RENSSELAER — With a complete overhaul of New York state’s energy infrastructure still years away, residents’ electricity needs continue to be met by what’s become a costly global commodity.

 According to a recent report from the New York Independent System Operator, the not-for-profit responsible for operating and administering the state’s wholesale electricity market, the wholesale price of natural gas — which is responsible for approximately half the state’s electricity generation — has more than doubled in the past year. 

Between 2024 and 2025, natural gas prices at the Transco Zone 6 hub, a natural-gas pricing hub and delivery point that serves the New York City metropolitan area, rose from $2.10 per million British thermal units (MMBtu) to $4.64 per MMBtu. 

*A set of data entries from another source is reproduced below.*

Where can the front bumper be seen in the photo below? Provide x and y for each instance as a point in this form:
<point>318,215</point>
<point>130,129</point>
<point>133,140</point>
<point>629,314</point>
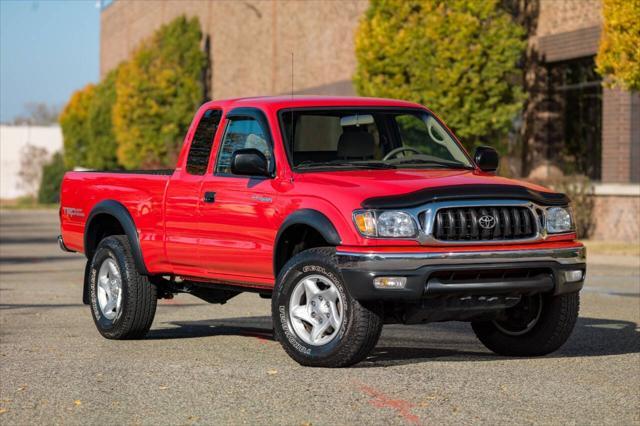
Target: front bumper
<point>479,273</point>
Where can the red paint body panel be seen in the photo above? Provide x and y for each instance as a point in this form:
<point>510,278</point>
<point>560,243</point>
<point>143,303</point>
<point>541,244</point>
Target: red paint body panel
<point>233,238</point>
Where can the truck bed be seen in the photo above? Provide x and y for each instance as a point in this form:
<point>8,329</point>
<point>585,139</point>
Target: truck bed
<point>140,191</point>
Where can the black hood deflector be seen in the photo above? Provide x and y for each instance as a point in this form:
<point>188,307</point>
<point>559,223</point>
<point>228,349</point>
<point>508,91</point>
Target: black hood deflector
<point>466,192</point>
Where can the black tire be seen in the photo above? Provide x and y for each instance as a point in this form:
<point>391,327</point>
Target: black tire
<point>361,326</point>
<point>139,295</point>
<point>554,326</point>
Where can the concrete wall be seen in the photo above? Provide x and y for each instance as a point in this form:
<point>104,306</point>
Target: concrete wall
<point>251,41</point>
<point>13,139</point>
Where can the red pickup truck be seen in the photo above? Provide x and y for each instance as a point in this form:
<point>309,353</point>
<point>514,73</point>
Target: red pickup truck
<point>349,213</point>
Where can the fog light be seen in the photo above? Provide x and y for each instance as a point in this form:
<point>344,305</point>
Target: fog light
<point>389,282</point>
<point>572,276</point>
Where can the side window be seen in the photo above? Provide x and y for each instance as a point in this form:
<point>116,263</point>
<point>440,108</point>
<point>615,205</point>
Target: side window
<point>200,150</point>
<point>241,133</point>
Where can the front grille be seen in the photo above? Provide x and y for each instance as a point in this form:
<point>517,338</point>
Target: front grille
<point>466,223</point>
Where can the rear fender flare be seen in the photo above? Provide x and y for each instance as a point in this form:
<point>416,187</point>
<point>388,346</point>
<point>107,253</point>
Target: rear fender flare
<point>122,215</point>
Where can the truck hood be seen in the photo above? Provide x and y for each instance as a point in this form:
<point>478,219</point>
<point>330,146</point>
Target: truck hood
<point>361,185</point>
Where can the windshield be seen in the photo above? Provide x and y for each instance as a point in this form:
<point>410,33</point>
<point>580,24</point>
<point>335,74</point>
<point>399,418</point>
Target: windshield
<point>369,139</point>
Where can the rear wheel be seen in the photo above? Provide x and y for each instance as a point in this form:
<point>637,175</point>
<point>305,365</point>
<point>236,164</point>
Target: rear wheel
<point>538,325</point>
<point>315,319</point>
<point>123,302</point>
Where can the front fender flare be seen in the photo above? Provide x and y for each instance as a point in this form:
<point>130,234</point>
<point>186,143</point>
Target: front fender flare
<point>313,218</point>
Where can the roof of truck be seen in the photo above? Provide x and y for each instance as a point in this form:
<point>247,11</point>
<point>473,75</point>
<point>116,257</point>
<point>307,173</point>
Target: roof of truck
<point>302,101</point>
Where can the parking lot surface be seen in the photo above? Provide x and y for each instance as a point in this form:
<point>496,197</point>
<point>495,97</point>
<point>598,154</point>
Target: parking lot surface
<point>218,364</point>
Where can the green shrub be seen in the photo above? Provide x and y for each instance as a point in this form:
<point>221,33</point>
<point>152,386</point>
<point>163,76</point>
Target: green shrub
<point>459,57</point>
<point>581,192</point>
<point>157,92</point>
<point>52,173</point>
<point>102,146</point>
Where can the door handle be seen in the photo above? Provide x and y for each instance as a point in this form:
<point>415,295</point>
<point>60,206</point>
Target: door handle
<point>209,197</point>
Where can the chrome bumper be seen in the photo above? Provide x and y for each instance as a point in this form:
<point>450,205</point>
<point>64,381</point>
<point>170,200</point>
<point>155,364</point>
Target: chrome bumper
<point>411,261</point>
<point>419,270</point>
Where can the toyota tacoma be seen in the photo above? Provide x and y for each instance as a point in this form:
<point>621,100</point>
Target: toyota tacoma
<point>348,213</point>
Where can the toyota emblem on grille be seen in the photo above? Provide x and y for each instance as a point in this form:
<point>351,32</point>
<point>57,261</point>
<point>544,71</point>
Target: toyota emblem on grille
<point>487,222</point>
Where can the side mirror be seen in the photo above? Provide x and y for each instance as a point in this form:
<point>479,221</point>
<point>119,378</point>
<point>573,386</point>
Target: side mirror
<point>486,158</point>
<point>249,162</point>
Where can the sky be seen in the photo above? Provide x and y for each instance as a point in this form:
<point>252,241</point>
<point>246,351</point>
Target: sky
<point>48,49</point>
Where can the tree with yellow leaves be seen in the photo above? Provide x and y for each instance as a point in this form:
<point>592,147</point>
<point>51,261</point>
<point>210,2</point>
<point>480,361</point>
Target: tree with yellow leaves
<point>459,57</point>
<point>619,54</point>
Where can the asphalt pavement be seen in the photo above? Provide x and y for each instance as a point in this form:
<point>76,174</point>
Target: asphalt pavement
<point>219,364</point>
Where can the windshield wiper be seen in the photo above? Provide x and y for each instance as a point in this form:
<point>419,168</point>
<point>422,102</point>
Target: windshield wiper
<point>341,164</point>
<point>451,165</point>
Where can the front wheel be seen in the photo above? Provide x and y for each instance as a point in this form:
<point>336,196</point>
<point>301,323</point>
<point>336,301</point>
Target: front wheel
<point>538,325</point>
<point>315,319</point>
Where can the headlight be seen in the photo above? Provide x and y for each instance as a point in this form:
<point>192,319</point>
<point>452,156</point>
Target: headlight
<point>558,220</point>
<point>388,224</point>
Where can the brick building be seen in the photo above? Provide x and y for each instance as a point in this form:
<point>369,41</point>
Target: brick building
<point>250,45</point>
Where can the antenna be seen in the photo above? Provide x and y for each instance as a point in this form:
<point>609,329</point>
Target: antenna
<point>291,141</point>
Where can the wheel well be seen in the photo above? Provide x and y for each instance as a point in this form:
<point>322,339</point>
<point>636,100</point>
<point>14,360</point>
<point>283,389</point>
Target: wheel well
<point>295,239</point>
<point>102,225</point>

Wholesale electricity prices in New York state over the same period, increased nearly 78 percent, from $41.81 per megawatt-hour (MWh) to $74.40 MWh. 

The increase, according to NYISO, is landing directly on residential utility bills. Between 2019 and 2024, according to NYISO, national average retail electricity prices have increased 23 percent. 

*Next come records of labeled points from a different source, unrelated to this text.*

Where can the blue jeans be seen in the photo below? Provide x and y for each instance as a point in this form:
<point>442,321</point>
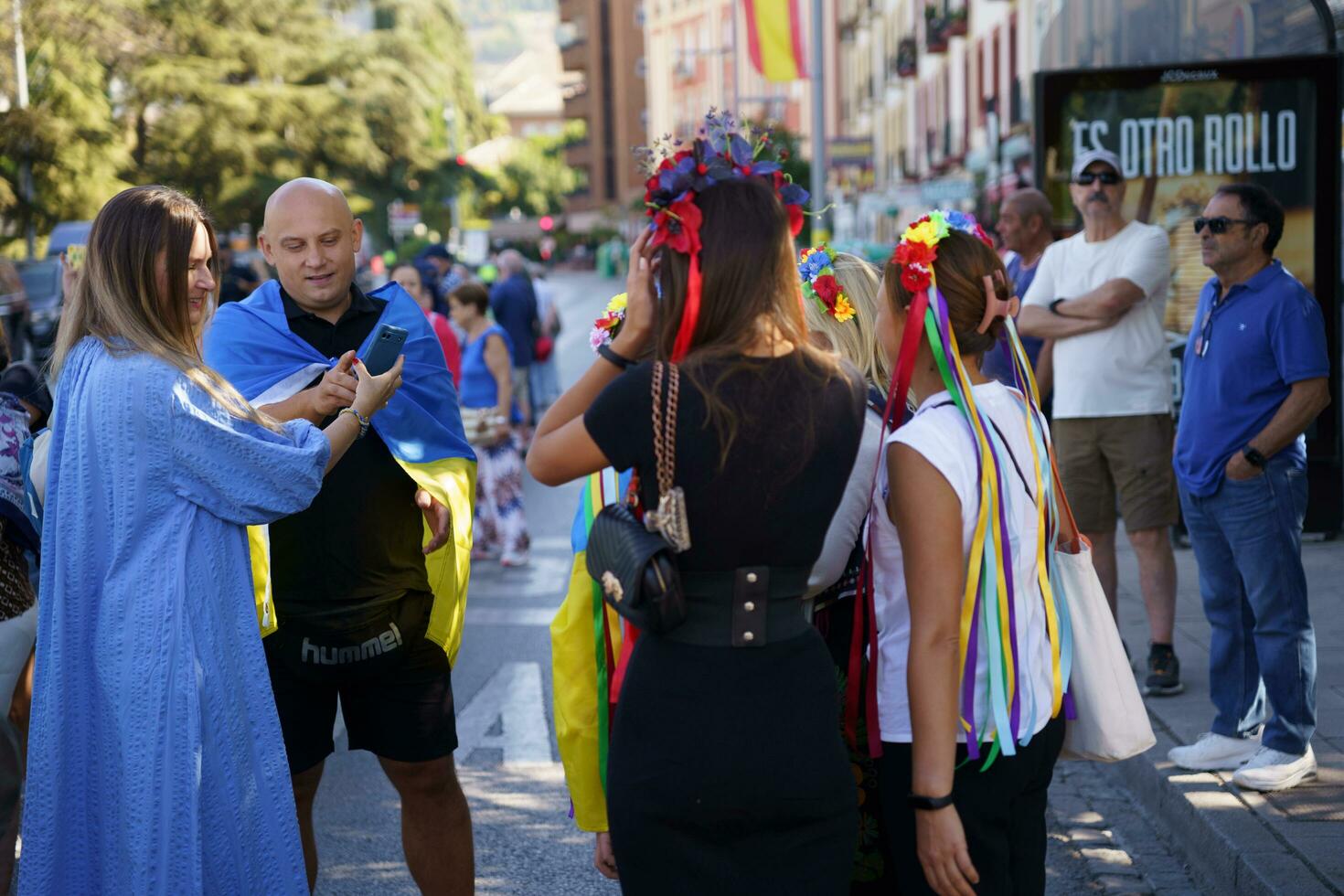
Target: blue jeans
<point>1247,539</point>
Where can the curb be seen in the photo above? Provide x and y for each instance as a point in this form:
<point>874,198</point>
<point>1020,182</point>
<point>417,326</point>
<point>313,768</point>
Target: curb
<point>1223,837</point>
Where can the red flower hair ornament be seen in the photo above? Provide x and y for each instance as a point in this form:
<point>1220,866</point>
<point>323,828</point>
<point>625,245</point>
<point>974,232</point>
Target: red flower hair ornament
<point>677,175</point>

The price spike is reflective of a structural shift in the American natural-gas market. According to NYISO, the United States now exports more gas than its residential customers consume — 16 billion cubic feet per day in exports compared to 12 billion in domestic residential use.

In New York state, the cost increases are a consequence of the pricing mechanics tied to the state’s wholesale electricity market, where the last and most expensive electricity generator needed to meet demand sets the price for all other participants. 

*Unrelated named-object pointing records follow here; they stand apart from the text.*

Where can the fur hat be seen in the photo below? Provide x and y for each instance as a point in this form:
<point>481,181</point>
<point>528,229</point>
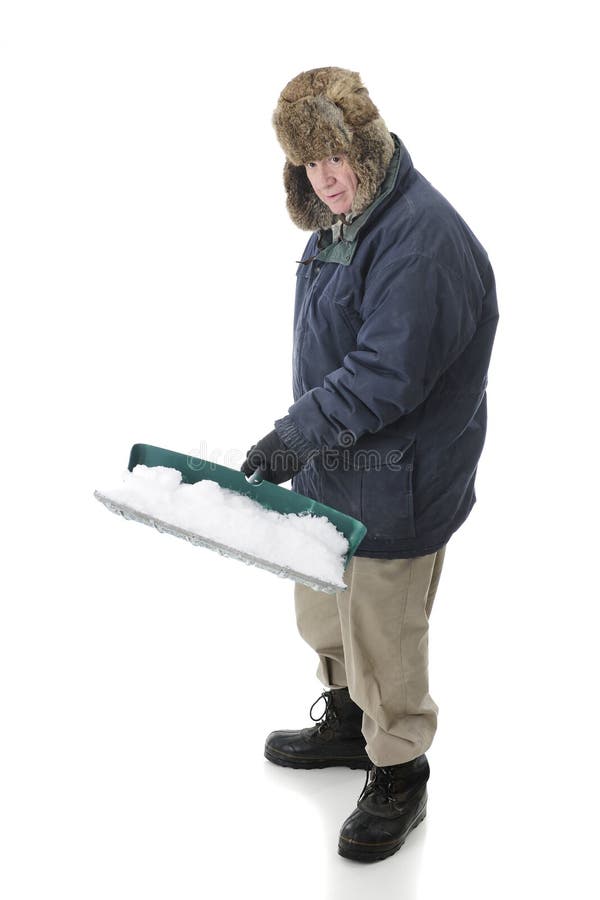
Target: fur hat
<point>320,113</point>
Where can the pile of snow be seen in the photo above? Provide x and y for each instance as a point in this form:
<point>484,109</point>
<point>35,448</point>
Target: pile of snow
<point>309,544</point>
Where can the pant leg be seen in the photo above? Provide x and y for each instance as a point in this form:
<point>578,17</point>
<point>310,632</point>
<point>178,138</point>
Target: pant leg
<point>384,617</point>
<point>318,622</point>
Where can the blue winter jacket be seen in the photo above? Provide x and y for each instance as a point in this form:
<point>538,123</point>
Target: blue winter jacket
<point>393,330</point>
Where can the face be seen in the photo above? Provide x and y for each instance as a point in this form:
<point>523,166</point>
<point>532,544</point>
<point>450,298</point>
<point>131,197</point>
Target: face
<point>334,182</point>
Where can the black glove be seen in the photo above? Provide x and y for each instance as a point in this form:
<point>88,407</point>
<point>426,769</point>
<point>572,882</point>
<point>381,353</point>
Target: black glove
<point>275,460</point>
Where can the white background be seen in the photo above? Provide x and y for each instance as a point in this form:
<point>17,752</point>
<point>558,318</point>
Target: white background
<point>147,289</point>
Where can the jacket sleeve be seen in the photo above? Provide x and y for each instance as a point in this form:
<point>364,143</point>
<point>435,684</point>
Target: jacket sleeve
<point>417,318</point>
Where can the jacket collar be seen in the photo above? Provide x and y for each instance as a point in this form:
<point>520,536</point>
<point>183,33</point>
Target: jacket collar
<point>338,244</point>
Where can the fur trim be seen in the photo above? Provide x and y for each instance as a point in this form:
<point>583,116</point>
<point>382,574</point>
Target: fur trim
<point>320,113</point>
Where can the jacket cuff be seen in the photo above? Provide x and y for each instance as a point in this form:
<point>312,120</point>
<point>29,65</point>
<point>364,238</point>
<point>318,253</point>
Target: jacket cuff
<point>293,438</point>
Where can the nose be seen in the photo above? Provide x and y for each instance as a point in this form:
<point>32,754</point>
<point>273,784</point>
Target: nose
<point>326,178</point>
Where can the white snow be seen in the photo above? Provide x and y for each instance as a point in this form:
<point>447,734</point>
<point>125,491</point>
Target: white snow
<point>309,544</point>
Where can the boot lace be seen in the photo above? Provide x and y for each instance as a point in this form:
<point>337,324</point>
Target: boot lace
<point>379,779</point>
<point>329,714</point>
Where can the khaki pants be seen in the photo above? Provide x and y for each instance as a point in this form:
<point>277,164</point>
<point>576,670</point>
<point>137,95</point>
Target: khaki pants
<point>373,638</point>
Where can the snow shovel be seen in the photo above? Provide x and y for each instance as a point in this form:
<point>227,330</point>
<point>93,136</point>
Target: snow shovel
<point>268,495</point>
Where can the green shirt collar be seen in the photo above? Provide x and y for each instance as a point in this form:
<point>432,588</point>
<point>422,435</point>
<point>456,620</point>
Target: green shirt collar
<point>340,249</point>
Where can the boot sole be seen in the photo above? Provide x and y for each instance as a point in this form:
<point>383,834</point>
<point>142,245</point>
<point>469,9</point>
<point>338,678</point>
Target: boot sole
<point>295,762</point>
<point>358,851</point>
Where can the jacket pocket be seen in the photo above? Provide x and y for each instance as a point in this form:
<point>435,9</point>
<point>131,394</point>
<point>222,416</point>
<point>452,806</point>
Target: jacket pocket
<point>386,494</point>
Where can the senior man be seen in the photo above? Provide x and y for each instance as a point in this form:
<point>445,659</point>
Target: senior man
<point>395,318</point>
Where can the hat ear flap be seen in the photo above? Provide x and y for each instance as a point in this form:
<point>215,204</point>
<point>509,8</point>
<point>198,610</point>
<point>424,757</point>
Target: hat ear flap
<point>305,209</point>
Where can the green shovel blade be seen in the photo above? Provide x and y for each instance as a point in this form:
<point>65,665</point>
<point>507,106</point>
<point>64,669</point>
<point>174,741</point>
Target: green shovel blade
<point>269,495</point>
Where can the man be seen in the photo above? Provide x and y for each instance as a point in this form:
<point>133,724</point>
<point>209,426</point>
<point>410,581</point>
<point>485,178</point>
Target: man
<point>394,324</point>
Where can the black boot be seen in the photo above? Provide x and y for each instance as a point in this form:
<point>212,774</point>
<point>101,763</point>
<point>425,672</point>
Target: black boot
<point>392,803</point>
<point>336,741</point>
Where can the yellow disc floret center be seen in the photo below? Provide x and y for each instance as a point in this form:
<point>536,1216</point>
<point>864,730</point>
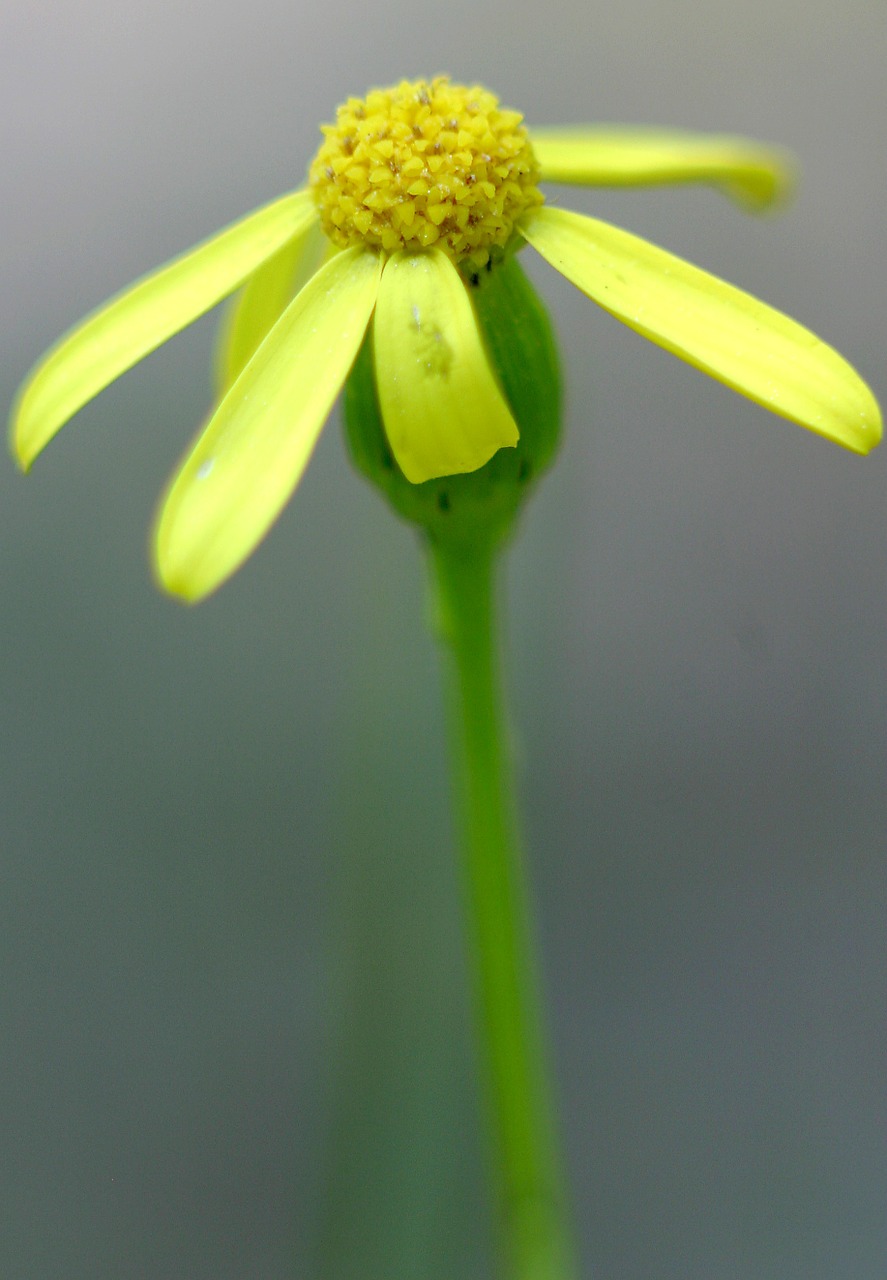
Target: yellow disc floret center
<point>426,163</point>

For example, if the grid needs 20,000 megawatts and the 20th plant online is gas-fired, that plant's fuel costs effectively dictate the price paid to every generator on the system.

Because natural gas-fired generators are the primary fuel source for roughly half of the state’s electricity, they often “clear” the market, meaning their production costs dictate the price for the entire grid. 

Interconnection lag

The state mandate that 70 percent of New York’s electricity be generated by renewable sources — solar, wind, hydroelectric — by 2030 has contributed to an interconnection lag, with more capacity being taken offline in recent years than placed online.  

Since 2019, one-hundred-and-six renewable and clean-energy projects representing approximately 14,300 megawatts of capacity have cleared the state's regulatory process — but just seven, totaling nearly 3,500 megawatts, have broken ground, according to NYISO. The remaining 10,800 megawatts have been stalled by permitting delays and/or supply-chain constraints.

Since 2019, the state has deactivated 4,315 megawatts of generation capacity while adding only 2,275 megawatts of new supply.

This gap between retiring capacity and stalled replacements has forced grid operators to lean harder on the state’s oldest electricity generators, which cost more to run. These older units burn more fuel to produce the same output as modern generators; their escalating maintenance costs are factored into wholesale market bids and passed on to consumers.

The NYISO report states that new demand is coming regardless of generation capacity, as data centers and semiconductor manufacturers are expected to add 2,500 megawatts of demand over the next decade. Additionally, building and transportation electrification — a policy centerpiece of the state’s climate law — is forecast to add another 6,500 megawatts of demand by the winter of 2034-35.